The fall semester started with 169 homeless students, which grew to 270 by the end of November 2016. That number was expected to continue to grow to around 350 homeless students by the new year, Ward said.

“About 15 percent of our kids fall into a circumstance where they are living with an adult who doesn’t have legal custody,” Ward said. “Half of 15 percent are high school students who are living on their own because they have run away, been thrown out, given away or emancipated from their parents.”

He said he appreciates how well the Manhattan community helps homeless students.

“One of the things I can tell you is that the Manhattan community has been remarkable of their recognition of the homeless students and for their support towards these students,” Ward said.

Lacey Salas, unit director at the 5th Street Boys and Girls Club of Manhattan, agreed with Ward when she said the community family aspect for these students is amazing.

A few organizations throughout the Manhattan community, such as the McKinney-Vento Homeless Assistance Act and the Boys and Girls Club, are working to support the homeless.

The McKinney-Vento Homeless Assistance Act helps students who lack a fixed, regular and adequate nighttime residence and children who need help with everyday tasks like school work and getting access to meals.

“Essentially, we enroll the homeless and see whether they have the correct documentation, assess them in the appropriate classes, get them what they need to attend class and get the support that they need to be successful,” Ward said. “If they need clothes, we get them clothes. They need their teeth checked, we take them to the dentist. They need glasses, we buy them glasses. If their parents don’t have transportation, we provide transportation for the kids.”

The Boys and Girls Club also provides help to homeless students with after-school programs and lower costs for childcare. Junnae Campbell, executive director of the Boys and Girls Club, said there are scholarships available for students who would otherwise may not have anywhere to go.

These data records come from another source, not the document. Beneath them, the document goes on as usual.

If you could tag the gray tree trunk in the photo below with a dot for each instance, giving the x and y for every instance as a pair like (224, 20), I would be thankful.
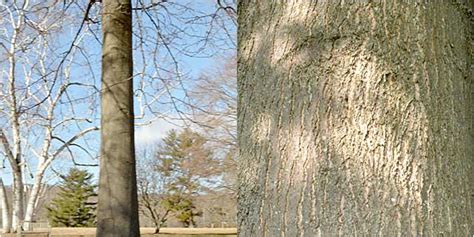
(355, 119)
(117, 213)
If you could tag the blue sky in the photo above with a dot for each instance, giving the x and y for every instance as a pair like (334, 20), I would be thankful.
(85, 66)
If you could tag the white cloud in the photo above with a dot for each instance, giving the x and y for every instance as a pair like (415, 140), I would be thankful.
(154, 132)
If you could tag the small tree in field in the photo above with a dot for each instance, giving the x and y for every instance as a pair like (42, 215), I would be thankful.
(72, 207)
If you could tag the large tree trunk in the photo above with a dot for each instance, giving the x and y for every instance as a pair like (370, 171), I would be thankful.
(118, 207)
(355, 119)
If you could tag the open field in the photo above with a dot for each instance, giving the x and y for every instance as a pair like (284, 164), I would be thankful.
(172, 232)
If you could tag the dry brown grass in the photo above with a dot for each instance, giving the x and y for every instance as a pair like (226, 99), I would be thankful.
(88, 232)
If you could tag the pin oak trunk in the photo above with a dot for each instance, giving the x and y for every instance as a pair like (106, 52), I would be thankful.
(355, 118)
(118, 207)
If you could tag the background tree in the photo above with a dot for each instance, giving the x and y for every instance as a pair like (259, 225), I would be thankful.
(39, 122)
(181, 168)
(73, 206)
(355, 118)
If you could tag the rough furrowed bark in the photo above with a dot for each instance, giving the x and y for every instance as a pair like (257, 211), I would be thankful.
(355, 118)
(117, 207)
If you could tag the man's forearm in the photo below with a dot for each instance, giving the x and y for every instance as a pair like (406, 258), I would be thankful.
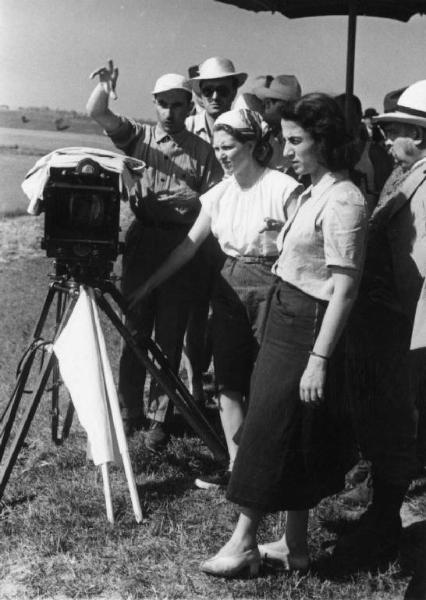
(98, 108)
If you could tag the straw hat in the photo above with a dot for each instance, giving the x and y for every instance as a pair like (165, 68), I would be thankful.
(217, 68)
(282, 87)
(171, 81)
(410, 108)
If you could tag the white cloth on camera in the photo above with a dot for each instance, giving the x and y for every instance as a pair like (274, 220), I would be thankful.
(130, 170)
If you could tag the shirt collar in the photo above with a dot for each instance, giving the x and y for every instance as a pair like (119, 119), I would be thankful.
(162, 136)
(327, 180)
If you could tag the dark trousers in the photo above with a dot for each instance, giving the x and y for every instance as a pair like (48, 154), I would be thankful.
(165, 311)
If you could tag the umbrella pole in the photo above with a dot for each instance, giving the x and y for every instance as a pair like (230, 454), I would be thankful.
(350, 56)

“I feel like we make a huge impact on kids who are struggling or don’t have a steady home life,” Salas said. “We provide a safe and consistent place for kids. When they don’t have anything else, they can have the reassurance that we are here and always will be, whether that be here for help with homework or having some stability in their lives.”

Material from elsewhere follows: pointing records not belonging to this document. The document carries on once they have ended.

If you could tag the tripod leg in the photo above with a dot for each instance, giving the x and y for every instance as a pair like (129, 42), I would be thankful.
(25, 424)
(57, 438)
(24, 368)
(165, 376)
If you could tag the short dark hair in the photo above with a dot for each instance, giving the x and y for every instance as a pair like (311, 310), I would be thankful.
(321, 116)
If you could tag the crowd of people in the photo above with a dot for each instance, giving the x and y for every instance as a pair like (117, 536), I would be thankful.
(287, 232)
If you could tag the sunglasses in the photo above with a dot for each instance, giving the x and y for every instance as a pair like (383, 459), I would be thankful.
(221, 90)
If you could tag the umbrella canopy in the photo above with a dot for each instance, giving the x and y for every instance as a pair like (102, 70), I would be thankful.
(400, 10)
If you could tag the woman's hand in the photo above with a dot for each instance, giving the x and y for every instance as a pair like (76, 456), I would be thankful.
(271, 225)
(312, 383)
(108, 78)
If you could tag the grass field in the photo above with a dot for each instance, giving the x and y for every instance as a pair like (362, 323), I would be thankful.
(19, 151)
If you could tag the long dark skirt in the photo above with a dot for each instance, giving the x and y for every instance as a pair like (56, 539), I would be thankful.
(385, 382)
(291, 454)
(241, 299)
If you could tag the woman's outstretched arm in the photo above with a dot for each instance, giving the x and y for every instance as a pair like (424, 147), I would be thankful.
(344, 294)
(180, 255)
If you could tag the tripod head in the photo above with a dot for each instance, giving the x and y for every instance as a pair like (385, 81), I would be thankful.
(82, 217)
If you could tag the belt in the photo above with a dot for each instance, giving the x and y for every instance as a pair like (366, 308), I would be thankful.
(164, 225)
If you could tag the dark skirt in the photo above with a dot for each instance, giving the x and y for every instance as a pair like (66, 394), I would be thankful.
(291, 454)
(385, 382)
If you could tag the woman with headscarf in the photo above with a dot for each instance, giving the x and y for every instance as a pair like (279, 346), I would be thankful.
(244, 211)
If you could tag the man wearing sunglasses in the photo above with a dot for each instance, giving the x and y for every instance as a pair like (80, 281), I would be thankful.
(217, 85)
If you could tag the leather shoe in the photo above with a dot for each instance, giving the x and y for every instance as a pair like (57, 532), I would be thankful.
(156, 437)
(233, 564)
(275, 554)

The Boys and Girls Club focuses on the students and their personal and educational needs.

“I think what programs like the McKinney-Vento Act and Boys and Girls Club does for families and students in harsh situations is something that needs to be done,” Taylor Clites, senior in construction science and former Boys and Girls Club employee, said. “I am glad that they have the support for the Manhattan community.”

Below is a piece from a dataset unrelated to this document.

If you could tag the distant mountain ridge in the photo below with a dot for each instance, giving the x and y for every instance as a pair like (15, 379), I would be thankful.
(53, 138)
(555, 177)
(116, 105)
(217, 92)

The Families in Transition Closet (FIT) is a program developed under the McKinney-Vento Act to help the homeless through community donations. Items including school supplies, clothing and food are collected for families in need. Around 100 backpacks filled with food are given to students to take home every week, Ward said.

“The FIT Closet gets so much recognition and donations that we share with the Crisis Center, Emergency Center, Salvation Army, churches and more,” Ward said. “The whole intertwined network programs have come together for an unbelievable level of support.”

The FIT closet also opens their doors to struggling families, immigrant students, students in foster care and children with a Court Appointed Special Advocate.